Dessalines, c’était Toussaint, mais doublé de Biassou et de Jeannot, et Biassou et Jeannot avaient fini par avoir le dessus, de sorte qu’un régiment le tua un beau jour à l’affût et sans cérémonie, comme on tue un loup enragé. De ce que le meurtre fut accompli dans la partie méridionale, où dominait l’influence des hommes de couleur, et de ce qu’il eut pour signal celui du général de couleur Clairvaux, on a conclu que ce n’était là qu’une réaction de mulâtres contre la domination noire. En réalité, les deux castes en étaient. On avait persuadé à Dessalines qu’il ne serait pas le maître tant qu’il ne se serait pas débarrassé de ses anciens égaux, les généraux de la guerre de l’indépendance, et le second personnage noir de l’empire, Christophe, qui était le plus menacé par ce système d’éliminations sommaires, se mit à la tête de la conspiration. Les mulâtres se sentaient si peu préparés au pouvoir, qu’ils furent les premiers à le lui déférer ; leur ambition se bornait pour le moment à conquérir, par l’établissement du régime parlementaire, quelques garanties contre les tendances autocratique du gouvernement noir et la part d’influence que ce régime assure à la classe la plus éclairée ; mais c’est là même que s’opéra la scission.

Christophe, irrité des restrictions que l’assemblée de Port-au-Prince apportait au pouvoir exécutif, lui enjoignit de se dissoudre, et marcha contre elle juste au moment où les constituans lui décernaient la présidence de la république.
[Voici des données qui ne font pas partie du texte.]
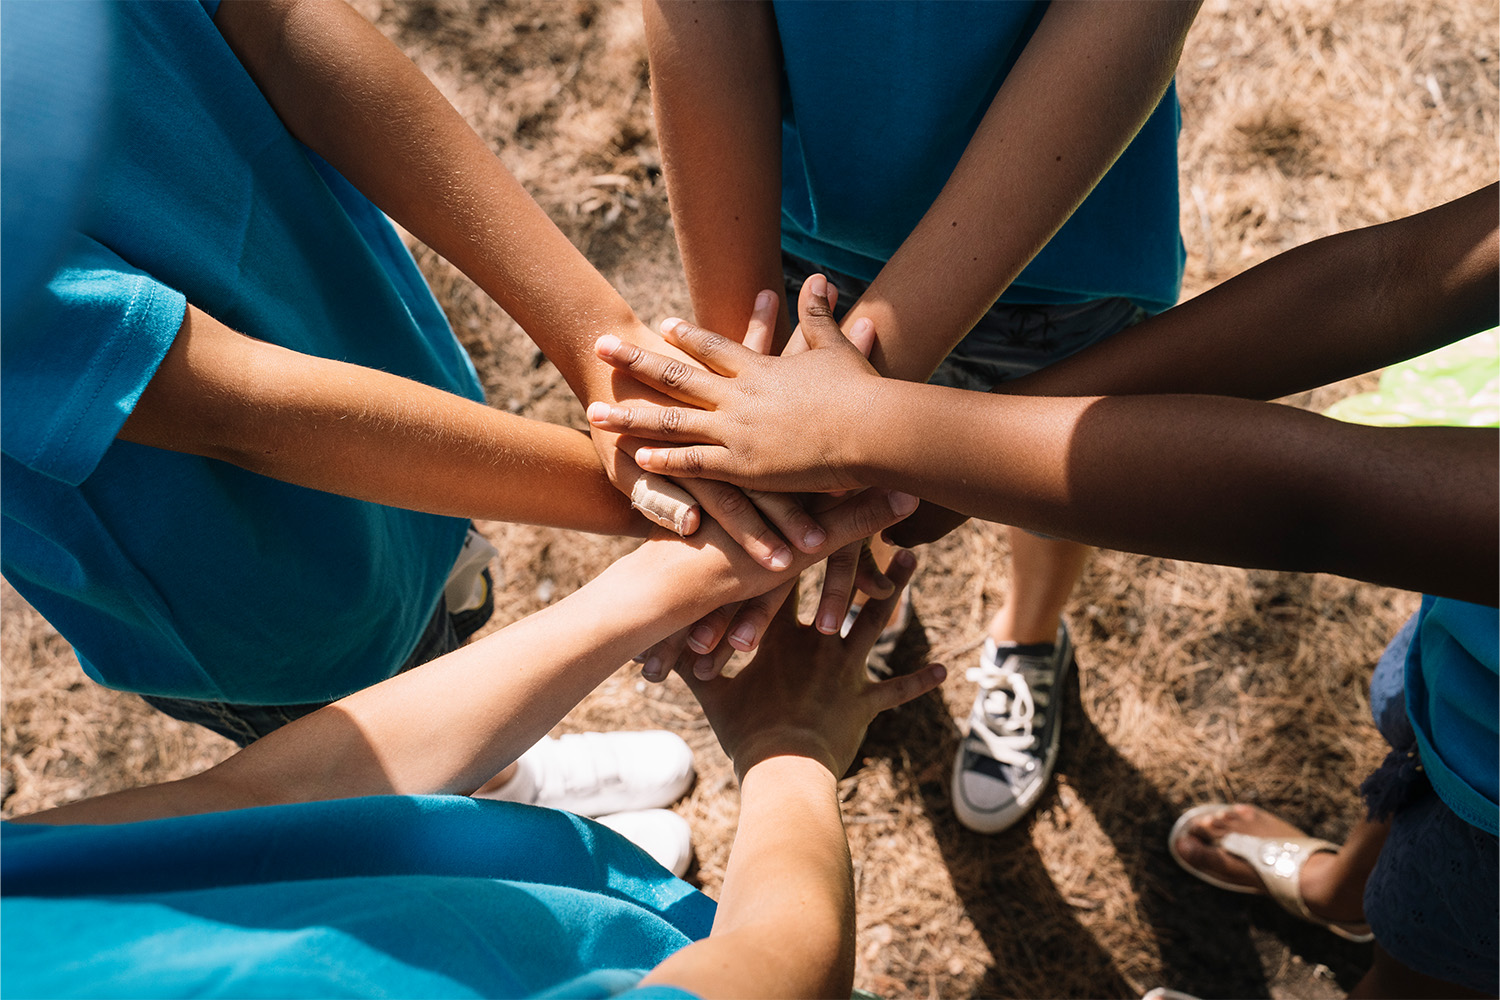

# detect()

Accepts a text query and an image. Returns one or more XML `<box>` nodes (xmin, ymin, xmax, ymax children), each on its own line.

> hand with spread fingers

<box><xmin>683</xmin><ymin>549</ymin><xmax>945</xmax><ymax>781</ymax></box>
<box><xmin>589</xmin><ymin>273</ymin><xmax>883</xmax><ymax>496</ymax></box>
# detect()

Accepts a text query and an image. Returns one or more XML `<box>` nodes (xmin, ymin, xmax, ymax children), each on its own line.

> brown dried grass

<box><xmin>3</xmin><ymin>1</ymin><xmax>1494</xmax><ymax>997</ymax></box>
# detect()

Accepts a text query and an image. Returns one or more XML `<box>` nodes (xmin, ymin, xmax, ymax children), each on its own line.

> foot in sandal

<box><xmin>1170</xmin><ymin>803</ymin><xmax>1374</xmax><ymax>942</ymax></box>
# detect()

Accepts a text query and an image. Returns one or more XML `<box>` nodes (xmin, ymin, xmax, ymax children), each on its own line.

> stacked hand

<box><xmin>589</xmin><ymin>274</ymin><xmax>883</xmax><ymax>495</ymax></box>
<box><xmin>598</xmin><ymin>278</ymin><xmax>902</xmax><ymax>679</ymax></box>
<box><xmin>592</xmin><ymin>276</ymin><xmax>910</xmax><ymax>678</ymax></box>
<box><xmin>684</xmin><ymin>549</ymin><xmax>946</xmax><ymax>781</ymax></box>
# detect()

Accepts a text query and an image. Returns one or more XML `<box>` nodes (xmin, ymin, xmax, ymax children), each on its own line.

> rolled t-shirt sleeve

<box><xmin>1</xmin><ymin>233</ymin><xmax>186</xmax><ymax>486</ymax></box>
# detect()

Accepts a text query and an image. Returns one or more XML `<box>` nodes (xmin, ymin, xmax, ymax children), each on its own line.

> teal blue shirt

<box><xmin>1406</xmin><ymin>596</ymin><xmax>1499</xmax><ymax>835</ymax></box>
<box><xmin>2</xmin><ymin>797</ymin><xmax>710</xmax><ymax>998</ymax></box>
<box><xmin>773</xmin><ymin>1</ymin><xmax>1184</xmax><ymax>313</ymax></box>
<box><xmin>0</xmin><ymin>0</ymin><xmax>482</xmax><ymax>702</ymax></box>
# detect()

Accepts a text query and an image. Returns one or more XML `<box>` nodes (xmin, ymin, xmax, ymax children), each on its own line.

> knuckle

<box><xmin>659</xmin><ymin>406</ymin><xmax>683</xmax><ymax>435</ymax></box>
<box><xmin>658</xmin><ymin>359</ymin><xmax>693</xmax><ymax>388</ymax></box>
<box><xmin>677</xmin><ymin>447</ymin><xmax>705</xmax><ymax>477</ymax></box>
<box><xmin>803</xmin><ymin>300</ymin><xmax>835</xmax><ymax>322</ymax></box>
<box><xmin>712</xmin><ymin>484</ymin><xmax>750</xmax><ymax>517</ymax></box>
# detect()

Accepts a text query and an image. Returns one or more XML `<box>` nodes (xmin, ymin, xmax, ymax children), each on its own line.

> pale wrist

<box><xmin>738</xmin><ymin>752</ymin><xmax>840</xmax><ymax>795</ymax></box>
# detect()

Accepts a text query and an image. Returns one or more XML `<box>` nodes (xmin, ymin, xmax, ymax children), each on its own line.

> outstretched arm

<box><xmin>832</xmin><ymin>1</ymin><xmax>1200</xmax><ymax>381</ymax></box>
<box><xmin>16</xmin><ymin>486</ymin><xmax>918</xmax><ymax>826</ymax></box>
<box><xmin>1008</xmin><ymin>184</ymin><xmax>1500</xmax><ymax>399</ymax></box>
<box><xmin>590</xmin><ymin>278</ymin><xmax>1499</xmax><ymax>605</ymax></box>
<box><xmin>647</xmin><ymin>1</ymin><xmax>1199</xmax><ymax>378</ymax></box>
<box><xmin>642</xmin><ymin>557</ymin><xmax>945</xmax><ymax>999</ymax></box>
<box><xmin>208</xmin><ymin>0</ymin><xmax>829</xmax><ymax>561</ymax></box>
<box><xmin>121</xmin><ymin>304</ymin><xmax>643</xmax><ymax>536</ymax></box>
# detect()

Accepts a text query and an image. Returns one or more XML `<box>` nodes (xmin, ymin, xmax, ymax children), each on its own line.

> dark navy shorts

<box><xmin>781</xmin><ymin>251</ymin><xmax>1146</xmax><ymax>389</ymax></box>
<box><xmin>1362</xmin><ymin>614</ymin><xmax>1499</xmax><ymax>994</ymax></box>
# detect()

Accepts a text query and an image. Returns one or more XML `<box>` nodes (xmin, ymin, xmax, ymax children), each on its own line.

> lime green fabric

<box><xmin>1325</xmin><ymin>330</ymin><xmax>1499</xmax><ymax>429</ymax></box>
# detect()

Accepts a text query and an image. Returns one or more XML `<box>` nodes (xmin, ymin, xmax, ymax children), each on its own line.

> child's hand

<box><xmin>684</xmin><ymin>550</ymin><xmax>945</xmax><ymax>781</ymax></box>
<box><xmin>588</xmin><ymin>298</ymin><xmax>833</xmax><ymax>570</ymax></box>
<box><xmin>588</xmin><ymin>274</ymin><xmax>881</xmax><ymax>495</ymax></box>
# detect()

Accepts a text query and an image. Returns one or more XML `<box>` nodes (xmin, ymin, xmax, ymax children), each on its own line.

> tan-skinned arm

<box><xmin>14</xmin><ymin>487</ymin><xmax>918</xmax><ymax>827</ymax></box>
<box><xmin>646</xmin><ymin>1</ymin><xmax>1200</xmax><ymax>377</ymax></box>
<box><xmin>642</xmin><ymin>559</ymin><xmax>944</xmax><ymax>999</ymax></box>
<box><xmin>644</xmin><ymin>0</ymin><xmax>792</xmax><ymax>349</ymax></box>
<box><xmin>205</xmin><ymin>0</ymin><xmax>834</xmax><ymax>560</ymax></box>
<box><xmin>841</xmin><ymin>1</ymin><xmax>1200</xmax><ymax>380</ymax></box>
<box><xmin>590</xmin><ymin>279</ymin><xmax>1499</xmax><ymax>606</ymax></box>
<box><xmin>118</xmin><ymin>304</ymin><xmax>642</xmax><ymax>535</ymax></box>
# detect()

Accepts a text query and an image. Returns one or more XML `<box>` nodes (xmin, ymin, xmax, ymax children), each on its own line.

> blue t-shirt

<box><xmin>773</xmin><ymin>1</ymin><xmax>1184</xmax><ymax>314</ymax></box>
<box><xmin>1405</xmin><ymin>595</ymin><xmax>1499</xmax><ymax>835</ymax></box>
<box><xmin>0</xmin><ymin>0</ymin><xmax>484</xmax><ymax>703</ymax></box>
<box><xmin>2</xmin><ymin>796</ymin><xmax>710</xmax><ymax>998</ymax></box>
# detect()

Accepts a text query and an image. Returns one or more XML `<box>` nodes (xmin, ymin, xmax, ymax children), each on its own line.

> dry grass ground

<box><xmin>3</xmin><ymin>2</ymin><xmax>1495</xmax><ymax>997</ymax></box>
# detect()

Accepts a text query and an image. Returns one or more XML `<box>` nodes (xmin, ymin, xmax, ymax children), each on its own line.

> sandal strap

<box><xmin>1217</xmin><ymin>832</ymin><xmax>1338</xmax><ymax>921</ymax></box>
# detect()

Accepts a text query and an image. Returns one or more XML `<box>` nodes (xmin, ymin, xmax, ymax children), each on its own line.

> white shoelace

<box><xmin>964</xmin><ymin>659</ymin><xmax>1051</xmax><ymax>767</ymax></box>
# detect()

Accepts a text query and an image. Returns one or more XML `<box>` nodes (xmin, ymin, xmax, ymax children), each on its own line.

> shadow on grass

<box><xmin>863</xmin><ymin>616</ymin><xmax>1374</xmax><ymax>998</ymax></box>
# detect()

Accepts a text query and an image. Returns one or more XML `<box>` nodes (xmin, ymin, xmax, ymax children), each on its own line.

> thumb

<box><xmin>797</xmin><ymin>273</ymin><xmax>852</xmax><ymax>351</ymax></box>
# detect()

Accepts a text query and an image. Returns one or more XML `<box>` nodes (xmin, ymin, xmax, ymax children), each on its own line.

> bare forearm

<box><xmin>645</xmin><ymin>0</ymin><xmax>790</xmax><ymax>346</ymax></box>
<box><xmin>23</xmin><ymin>542</ymin><xmax>736</xmax><ymax>825</ymax></box>
<box><xmin>120</xmin><ymin>306</ymin><xmax>642</xmax><ymax>535</ymax></box>
<box><xmin>21</xmin><ymin>492</ymin><xmax>916</xmax><ymax>825</ymax></box>
<box><xmin>1009</xmin><ymin>184</ymin><xmax>1500</xmax><ymax>399</ymax></box>
<box><xmin>853</xmin><ymin>1</ymin><xmax>1199</xmax><ymax>381</ymax></box>
<box><xmin>863</xmin><ymin>383</ymin><xmax>1498</xmax><ymax>603</ymax></box>
<box><xmin>642</xmin><ymin>756</ymin><xmax>853</xmax><ymax>999</ymax></box>
<box><xmin>215</xmin><ymin>0</ymin><xmax>643</xmax><ymax>403</ymax></box>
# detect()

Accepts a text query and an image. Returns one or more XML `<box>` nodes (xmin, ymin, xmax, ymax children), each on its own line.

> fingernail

Cette boutade nègre était surtout à l’adresse des hommes de couleur : la peur contribua pour le moins autant que leurs susceptibilités démocratiques à leur mettre les armes à la main. Pétion alla à la rencontre de Christophe, et, après une courte lutte, les deux influences se classèrent comme au temps de Toussaint et de Nigaud[1]. La partie méridionale, ce qu’on nomme le sud et l’ouest, déféra la présidence au chef de couleur, qui, réélu deux fois de suite et finalement nommé à vie, apporta dans l’exercice du pouvoir une simplicité et un désintéressement que nous n’osons plus dire républicains. Le nord se soumit, de son côté, au chef noir, qui, moins de cinq ans après, le 28 mars 1811, se proclama roi d’Haïti sous le none de Henri Ier. Ce n’était plus cette fois un monarque à la façon de l’empereur Dessalines, jetant de temps à autre son manteau impérial aux

  1. Rigaud apparut lui-même, peu de temps après, dans le sud, et se fit une république dans celle de Pétion. Un commun instinct de conservation empêcha seul les deux chefs de couleur d’en venir aux mains. Rigaud mourut bientôt, et son successeur Borgella se soumit à Pétion.